1011 Commercial vehicle axle beam location

An axle beam suspension must provide two degrees of freedom relative to the chassis which are as follows:

1 Vertical deflection of axle due to static load or dynamic bump and rebound so that both wheels can rise and fall together.

2 Transverse axle twist to permit one wheel to rise while the other one falls at the same time as the vehicle travels over uneven ground.

In addition, the suspension must be able to restrain all other axle movements relative to the chassis and the construction should be such that it is capable of supporting the forces and moments that are imposed between the axle and chassis.

Both vertical axle deflection and transverse axle tilt involve some sort of rotational movement of the restraining and supporting suspension members, be they the springs themselves or separate arm members they must be able to swing about some pivot point.

The two basic methods of providing articulation of suspension members is the pivot pin joint and the ball and socket joint.
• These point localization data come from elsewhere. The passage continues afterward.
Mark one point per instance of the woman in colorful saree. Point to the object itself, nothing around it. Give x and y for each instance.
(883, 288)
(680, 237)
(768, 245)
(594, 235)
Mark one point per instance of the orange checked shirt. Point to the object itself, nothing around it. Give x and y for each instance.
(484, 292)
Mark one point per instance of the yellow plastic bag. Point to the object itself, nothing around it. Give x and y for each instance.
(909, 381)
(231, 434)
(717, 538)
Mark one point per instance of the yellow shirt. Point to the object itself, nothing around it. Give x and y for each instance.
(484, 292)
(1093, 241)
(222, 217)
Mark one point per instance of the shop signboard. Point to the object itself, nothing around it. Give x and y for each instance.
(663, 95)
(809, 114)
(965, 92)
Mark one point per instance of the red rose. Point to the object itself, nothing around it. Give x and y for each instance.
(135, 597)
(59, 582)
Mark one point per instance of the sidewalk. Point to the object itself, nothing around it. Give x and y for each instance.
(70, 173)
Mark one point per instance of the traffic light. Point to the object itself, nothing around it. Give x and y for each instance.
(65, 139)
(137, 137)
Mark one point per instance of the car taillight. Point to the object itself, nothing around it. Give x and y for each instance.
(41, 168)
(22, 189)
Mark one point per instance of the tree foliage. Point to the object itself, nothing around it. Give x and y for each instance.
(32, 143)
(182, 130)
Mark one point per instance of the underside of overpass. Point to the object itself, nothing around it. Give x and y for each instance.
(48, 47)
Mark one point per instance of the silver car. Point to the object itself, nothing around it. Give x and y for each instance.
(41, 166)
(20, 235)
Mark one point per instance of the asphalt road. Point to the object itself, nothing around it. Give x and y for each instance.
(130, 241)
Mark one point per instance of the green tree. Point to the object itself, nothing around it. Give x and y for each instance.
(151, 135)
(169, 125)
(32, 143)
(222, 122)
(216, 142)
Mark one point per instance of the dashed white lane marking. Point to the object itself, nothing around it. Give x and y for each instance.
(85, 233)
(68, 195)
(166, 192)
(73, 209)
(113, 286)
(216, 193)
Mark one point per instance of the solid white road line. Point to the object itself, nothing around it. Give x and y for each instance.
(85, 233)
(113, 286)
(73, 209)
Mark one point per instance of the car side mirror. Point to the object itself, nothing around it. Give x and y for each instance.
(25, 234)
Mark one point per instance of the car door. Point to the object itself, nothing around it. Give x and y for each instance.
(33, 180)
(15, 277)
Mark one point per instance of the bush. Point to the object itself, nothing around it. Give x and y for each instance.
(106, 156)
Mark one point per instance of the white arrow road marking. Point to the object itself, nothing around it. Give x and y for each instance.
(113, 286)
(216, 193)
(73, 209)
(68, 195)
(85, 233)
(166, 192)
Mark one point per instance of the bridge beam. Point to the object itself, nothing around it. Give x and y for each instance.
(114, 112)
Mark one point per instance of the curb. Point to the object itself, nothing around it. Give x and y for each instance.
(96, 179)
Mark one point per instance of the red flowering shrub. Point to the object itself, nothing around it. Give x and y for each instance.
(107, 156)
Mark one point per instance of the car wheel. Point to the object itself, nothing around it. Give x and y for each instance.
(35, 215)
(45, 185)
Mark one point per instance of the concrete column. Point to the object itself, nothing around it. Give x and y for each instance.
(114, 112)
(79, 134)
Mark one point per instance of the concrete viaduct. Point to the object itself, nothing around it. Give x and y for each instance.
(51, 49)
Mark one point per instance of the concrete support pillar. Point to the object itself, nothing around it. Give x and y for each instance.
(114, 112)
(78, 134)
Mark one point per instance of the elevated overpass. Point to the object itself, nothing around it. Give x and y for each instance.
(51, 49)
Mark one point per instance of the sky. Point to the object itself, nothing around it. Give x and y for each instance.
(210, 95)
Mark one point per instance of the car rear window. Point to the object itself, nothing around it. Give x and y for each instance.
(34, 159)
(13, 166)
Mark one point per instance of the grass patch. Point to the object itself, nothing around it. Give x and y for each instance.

These joints may either be rigid metal, semi-rigid plastic or flexible rubber, their selection and adoption being determined by the vehicle's operating requirements.

To harness the axle so that it is able to transfer accelerating effort from the wheels to the chassis and vice versa, the suspension must have built-in members which can absorb the following forces and moments;

1 vertical forces caused by vehicle laden weight,

2 longitudinal forces caused by tractive and braking effort,

3 transverse forces caused by centrifugal force, side slopes and lateral winds,

4 rotational torque reactions caused by driving and braking efforts.